Annual Rebalancing Graph

Recapping this extraordinary result: In this example, systematic rebalancing created an additional return of 70 basis points with no increase in risk. This is a bit like creating gold from base metals, is it not?

Why isn't 37/63 with rebalancing a riskier strategy than a buy-and-hold 60/40? Doesn't 37/63 call for a much higher allocation to the riskier asset Class B? The answer is that, by not rebalancing, the buy-and-hold allocation drifts from the initial 60/40 mix to a much riskier 26/74 by the end of the 20-year investment period, by virtue of the differential growth rates in asset classes A and B. By starting at 37/63 and sticking to it, you get the same level of risk, but a materially higher return.

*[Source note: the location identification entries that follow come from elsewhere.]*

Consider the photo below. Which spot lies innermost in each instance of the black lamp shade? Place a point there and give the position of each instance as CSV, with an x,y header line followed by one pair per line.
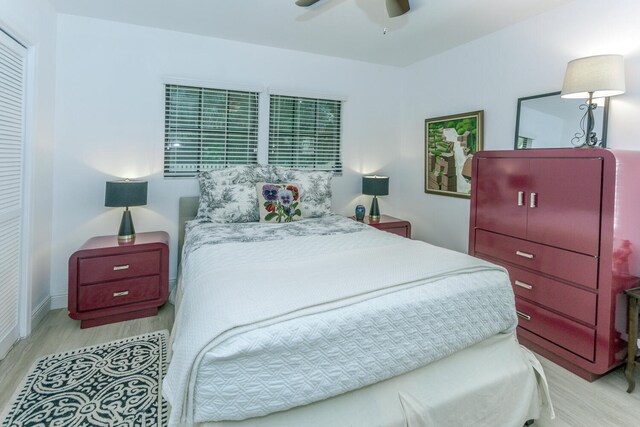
x,y
125,193
375,185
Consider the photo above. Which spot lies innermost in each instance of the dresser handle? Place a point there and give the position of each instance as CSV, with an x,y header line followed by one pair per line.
x,y
523,285
524,254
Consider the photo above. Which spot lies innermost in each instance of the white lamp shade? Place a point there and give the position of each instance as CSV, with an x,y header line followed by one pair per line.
x,y
603,75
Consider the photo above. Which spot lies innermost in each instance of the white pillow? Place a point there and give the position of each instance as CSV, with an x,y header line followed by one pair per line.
x,y
228,195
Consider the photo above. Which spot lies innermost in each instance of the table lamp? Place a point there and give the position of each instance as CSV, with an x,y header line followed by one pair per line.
x,y
373,185
126,193
588,78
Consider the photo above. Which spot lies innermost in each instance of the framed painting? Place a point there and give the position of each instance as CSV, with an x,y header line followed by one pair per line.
x,y
450,143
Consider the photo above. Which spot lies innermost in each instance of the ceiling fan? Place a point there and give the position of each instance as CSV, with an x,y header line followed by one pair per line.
x,y
394,7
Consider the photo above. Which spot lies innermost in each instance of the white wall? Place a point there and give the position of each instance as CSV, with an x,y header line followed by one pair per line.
x,y
33,23
109,120
490,74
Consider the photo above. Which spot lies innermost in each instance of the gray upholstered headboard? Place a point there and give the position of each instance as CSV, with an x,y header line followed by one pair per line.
x,y
187,210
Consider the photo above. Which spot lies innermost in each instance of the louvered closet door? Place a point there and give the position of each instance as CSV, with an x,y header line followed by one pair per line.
x,y
12,84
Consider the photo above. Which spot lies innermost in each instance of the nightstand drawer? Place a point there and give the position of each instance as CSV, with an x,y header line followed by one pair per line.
x,y
114,267
561,331
117,293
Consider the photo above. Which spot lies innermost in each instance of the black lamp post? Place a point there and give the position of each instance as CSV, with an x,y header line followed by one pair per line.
x,y
124,194
375,186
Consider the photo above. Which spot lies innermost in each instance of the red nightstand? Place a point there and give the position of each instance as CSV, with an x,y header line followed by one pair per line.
x,y
111,282
391,224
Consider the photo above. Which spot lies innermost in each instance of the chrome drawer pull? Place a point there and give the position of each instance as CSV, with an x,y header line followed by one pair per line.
x,y
524,254
523,285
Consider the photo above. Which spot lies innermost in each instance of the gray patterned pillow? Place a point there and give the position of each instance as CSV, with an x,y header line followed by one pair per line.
x,y
229,195
315,188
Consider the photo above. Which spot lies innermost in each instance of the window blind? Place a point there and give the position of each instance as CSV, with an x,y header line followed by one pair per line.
x,y
12,108
305,133
208,129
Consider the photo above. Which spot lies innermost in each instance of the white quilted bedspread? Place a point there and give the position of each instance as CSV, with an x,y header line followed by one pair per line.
x,y
266,326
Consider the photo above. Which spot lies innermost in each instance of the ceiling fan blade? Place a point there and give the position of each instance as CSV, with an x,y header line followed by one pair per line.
x,y
396,7
305,3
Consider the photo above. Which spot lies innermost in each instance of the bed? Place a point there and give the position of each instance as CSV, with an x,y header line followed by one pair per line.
x,y
327,321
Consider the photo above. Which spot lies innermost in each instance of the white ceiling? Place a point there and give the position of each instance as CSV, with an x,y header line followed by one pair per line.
x,y
352,29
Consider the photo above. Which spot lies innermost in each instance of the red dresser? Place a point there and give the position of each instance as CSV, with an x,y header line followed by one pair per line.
x,y
111,281
564,223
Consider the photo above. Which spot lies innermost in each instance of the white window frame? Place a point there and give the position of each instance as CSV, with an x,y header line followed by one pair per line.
x,y
264,94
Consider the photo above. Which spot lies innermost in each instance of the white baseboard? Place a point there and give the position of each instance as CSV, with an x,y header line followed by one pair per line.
x,y
39,312
59,301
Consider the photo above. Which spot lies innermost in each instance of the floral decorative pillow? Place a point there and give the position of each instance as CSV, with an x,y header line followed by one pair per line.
x,y
228,195
278,202
314,186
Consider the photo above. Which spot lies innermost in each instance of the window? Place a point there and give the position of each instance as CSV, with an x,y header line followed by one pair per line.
x,y
305,133
208,129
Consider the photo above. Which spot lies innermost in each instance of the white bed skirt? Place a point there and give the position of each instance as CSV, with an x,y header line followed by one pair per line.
x,y
493,383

Now most investors, however lazy, will not let their allocations go unattended for 20 years. But the general result above holds if the scale is changed from years to quarters, or months (the magnitudes are different, not the direction).

Also, we have implicitly assumed that the cost of rebalancing is immaterial. In practice, there are transaction costs associated with rebalancing, and there may also be tax costs (but maybe not, even if the portfolio is not in a tax-advantaged account such as a 401(k) or IRA). However, in the 20-year example above, transaction costs would have to reach 15 percent of the reallocated amounts before the benefits of rebalancing are fully consumed, leaving much maneuvering room.

I hope you found these examples enlightening, and this ERM series informative. I wish you much success with your ERM efforts, creating gold for your enterprise.